CABA recupera $17.000 millones mensuales: El impacto del fin de la gratuidad externa en Salud

CABA recupera $17.000 millones mensuales: El impacto del fin de la gratuidad externa en Salud

El sistema de salud pública de la Ciudad de Buenos Aires ha marcado un punto de inflexión en su modelo de gestión financiera. Según datos oficiales recientes, el Gobierno porteño logra recuperar actualmente más de 17.000 millones de pesos mensuales mediante el cobro de prestaciones médicas brindadas a personas que cuentan con cobertura de obras sociales, empresas de medicina prepaga o que son extranjeros no residentes.

 

Este ambicioso proceso de recupero de costos se canaliza a través de Facoep (Facturación y Cobranza de los Efectores Públicos), una sociedad estatal que identifica y factura cada atención realizada en la red de hospitales y centros de salud. Jorge Macri, jefe de Gobierno porteño, enfatizó que esta medida busca poner fin a lo que denominó una «injusticia disfrazada de solidaridad», asegurando que la Ciudad ya no funcionará como una «prepaga gratuita» para quienes no contribuyen al sistema local.

 

Optimización y nuevas aperturas

El anuncio se realizó en el marco de la inauguración del nuevo Centro de Diagnóstico Porteño en Villa Urquiza (ex-Cemar). Este espacio busca descentralizar la atención hospitalaria, ofreciendo más de 20 especialidades y estudios de alta complejidad como mamografías, ecografías y cardiología, sin necesidad de internación. Con una capacidad de atención de 8 a 20 horas, el centro beneficiará a más de 500.000 vecinos de barrios como Núñez, Belgrano y Saavedra.

 

Reinversión del sistema

La clave de este modelo no es solo el cobro, sino el destino de esos fondos.

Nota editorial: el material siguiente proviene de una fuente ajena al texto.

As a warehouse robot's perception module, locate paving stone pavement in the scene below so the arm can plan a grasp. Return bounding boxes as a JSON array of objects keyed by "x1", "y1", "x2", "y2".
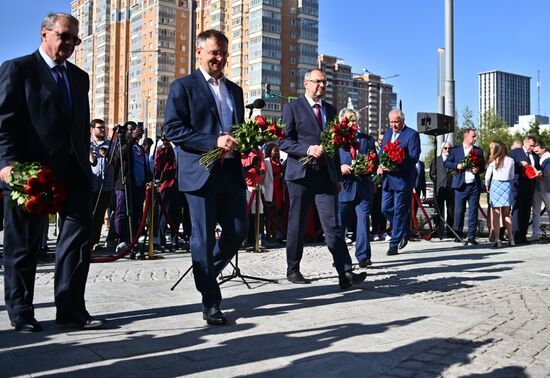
[{"x1": 0, "y1": 235, "x2": 550, "y2": 377}]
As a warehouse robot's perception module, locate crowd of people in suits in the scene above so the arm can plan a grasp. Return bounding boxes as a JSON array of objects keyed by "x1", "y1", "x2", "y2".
[{"x1": 0, "y1": 13, "x2": 550, "y2": 332}]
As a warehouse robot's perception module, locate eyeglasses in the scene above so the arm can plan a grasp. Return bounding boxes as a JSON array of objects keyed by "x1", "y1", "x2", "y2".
[
  {"x1": 48, "y1": 30, "x2": 82, "y2": 46},
  {"x1": 308, "y1": 79, "x2": 327, "y2": 85},
  {"x1": 201, "y1": 48, "x2": 229, "y2": 58}
]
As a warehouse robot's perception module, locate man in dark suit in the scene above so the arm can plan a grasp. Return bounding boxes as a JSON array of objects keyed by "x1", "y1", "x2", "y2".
[
  {"x1": 509, "y1": 135, "x2": 540, "y2": 244},
  {"x1": 280, "y1": 69, "x2": 367, "y2": 289},
  {"x1": 430, "y1": 142, "x2": 455, "y2": 237},
  {"x1": 377, "y1": 109, "x2": 420, "y2": 256},
  {"x1": 164, "y1": 30, "x2": 248, "y2": 325},
  {"x1": 443, "y1": 129, "x2": 485, "y2": 245},
  {"x1": 338, "y1": 109, "x2": 376, "y2": 268},
  {"x1": 0, "y1": 13, "x2": 103, "y2": 332}
]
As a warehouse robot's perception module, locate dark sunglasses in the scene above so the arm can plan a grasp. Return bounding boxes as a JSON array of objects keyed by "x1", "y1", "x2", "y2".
[{"x1": 49, "y1": 30, "x2": 82, "y2": 46}]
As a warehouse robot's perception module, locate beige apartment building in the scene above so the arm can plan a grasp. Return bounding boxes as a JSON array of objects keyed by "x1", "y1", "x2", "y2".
[
  {"x1": 71, "y1": 0, "x2": 319, "y2": 136},
  {"x1": 318, "y1": 55, "x2": 397, "y2": 136}
]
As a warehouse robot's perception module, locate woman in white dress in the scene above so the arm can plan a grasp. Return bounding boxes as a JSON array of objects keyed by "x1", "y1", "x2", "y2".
[{"x1": 485, "y1": 140, "x2": 515, "y2": 248}]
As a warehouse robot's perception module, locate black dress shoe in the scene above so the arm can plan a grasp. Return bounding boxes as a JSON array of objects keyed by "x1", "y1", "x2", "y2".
[
  {"x1": 339, "y1": 272, "x2": 367, "y2": 290},
  {"x1": 359, "y1": 257, "x2": 372, "y2": 268},
  {"x1": 202, "y1": 306, "x2": 227, "y2": 325},
  {"x1": 468, "y1": 239, "x2": 479, "y2": 245},
  {"x1": 286, "y1": 271, "x2": 311, "y2": 284},
  {"x1": 11, "y1": 318, "x2": 42, "y2": 333},
  {"x1": 55, "y1": 316, "x2": 107, "y2": 330}
]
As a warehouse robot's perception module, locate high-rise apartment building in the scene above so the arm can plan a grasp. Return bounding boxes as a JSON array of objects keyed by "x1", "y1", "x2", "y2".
[
  {"x1": 478, "y1": 71, "x2": 531, "y2": 126},
  {"x1": 196, "y1": 0, "x2": 319, "y2": 116},
  {"x1": 318, "y1": 55, "x2": 397, "y2": 135},
  {"x1": 75, "y1": 0, "x2": 319, "y2": 136},
  {"x1": 71, "y1": 0, "x2": 194, "y2": 135}
]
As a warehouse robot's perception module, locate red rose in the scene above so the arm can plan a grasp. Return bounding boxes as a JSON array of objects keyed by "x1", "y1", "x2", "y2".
[
  {"x1": 254, "y1": 115, "x2": 267, "y2": 128},
  {"x1": 36, "y1": 168, "x2": 53, "y2": 184},
  {"x1": 523, "y1": 165, "x2": 537, "y2": 180}
]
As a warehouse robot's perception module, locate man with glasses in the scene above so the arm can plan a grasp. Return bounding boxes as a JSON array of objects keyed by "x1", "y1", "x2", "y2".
[
  {"x1": 164, "y1": 29, "x2": 248, "y2": 325},
  {"x1": 430, "y1": 142, "x2": 455, "y2": 237},
  {"x1": 509, "y1": 135, "x2": 540, "y2": 245},
  {"x1": 443, "y1": 129, "x2": 485, "y2": 245},
  {"x1": 279, "y1": 68, "x2": 367, "y2": 289},
  {"x1": 0, "y1": 13, "x2": 104, "y2": 332}
]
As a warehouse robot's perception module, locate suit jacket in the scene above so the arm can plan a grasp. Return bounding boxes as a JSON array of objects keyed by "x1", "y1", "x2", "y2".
[
  {"x1": 0, "y1": 50, "x2": 93, "y2": 188},
  {"x1": 430, "y1": 156, "x2": 453, "y2": 190},
  {"x1": 443, "y1": 143, "x2": 485, "y2": 189},
  {"x1": 279, "y1": 95, "x2": 342, "y2": 184},
  {"x1": 338, "y1": 133, "x2": 376, "y2": 202},
  {"x1": 414, "y1": 160, "x2": 426, "y2": 197},
  {"x1": 382, "y1": 125, "x2": 420, "y2": 190},
  {"x1": 508, "y1": 147, "x2": 541, "y2": 195},
  {"x1": 163, "y1": 70, "x2": 245, "y2": 192}
]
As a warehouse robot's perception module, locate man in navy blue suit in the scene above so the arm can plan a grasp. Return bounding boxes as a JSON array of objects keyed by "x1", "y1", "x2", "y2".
[
  {"x1": 377, "y1": 109, "x2": 420, "y2": 256},
  {"x1": 509, "y1": 135, "x2": 540, "y2": 245},
  {"x1": 280, "y1": 69, "x2": 367, "y2": 289},
  {"x1": 0, "y1": 13, "x2": 104, "y2": 332},
  {"x1": 338, "y1": 109, "x2": 376, "y2": 268},
  {"x1": 164, "y1": 30, "x2": 248, "y2": 325},
  {"x1": 443, "y1": 129, "x2": 485, "y2": 245}
]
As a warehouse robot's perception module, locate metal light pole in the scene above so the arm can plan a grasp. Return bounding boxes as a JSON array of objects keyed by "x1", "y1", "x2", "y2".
[{"x1": 445, "y1": 0, "x2": 455, "y2": 145}]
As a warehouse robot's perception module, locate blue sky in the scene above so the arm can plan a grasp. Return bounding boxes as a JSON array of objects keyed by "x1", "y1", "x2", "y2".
[{"x1": 0, "y1": 0, "x2": 550, "y2": 131}]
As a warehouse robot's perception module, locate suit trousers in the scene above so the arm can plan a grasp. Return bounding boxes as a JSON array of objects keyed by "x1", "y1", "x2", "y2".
[
  {"x1": 382, "y1": 188, "x2": 412, "y2": 248},
  {"x1": 92, "y1": 191, "x2": 113, "y2": 246},
  {"x1": 454, "y1": 182, "x2": 481, "y2": 239},
  {"x1": 533, "y1": 190, "x2": 550, "y2": 236},
  {"x1": 185, "y1": 159, "x2": 248, "y2": 310},
  {"x1": 338, "y1": 194, "x2": 372, "y2": 261},
  {"x1": 4, "y1": 162, "x2": 92, "y2": 322},
  {"x1": 435, "y1": 188, "x2": 455, "y2": 231},
  {"x1": 512, "y1": 180, "x2": 535, "y2": 242},
  {"x1": 286, "y1": 169, "x2": 352, "y2": 274}
]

Lo recaudado se reinvierte directamente en el Plan Maestro de Salud, que incluye la digitalización de órdenes médicas y la mejora de infraestructura. Durante 2025, el sistema porteño brindó 30 millones de prestaciones, incrementando un 30% la oferta de turnos. El objetivo para 2026 es claro: garantizar que el residente porteño tenga prioridad absoluta y que cada peso invertido en salud regrese para fortalecer la atención de quienes más lo necesitan.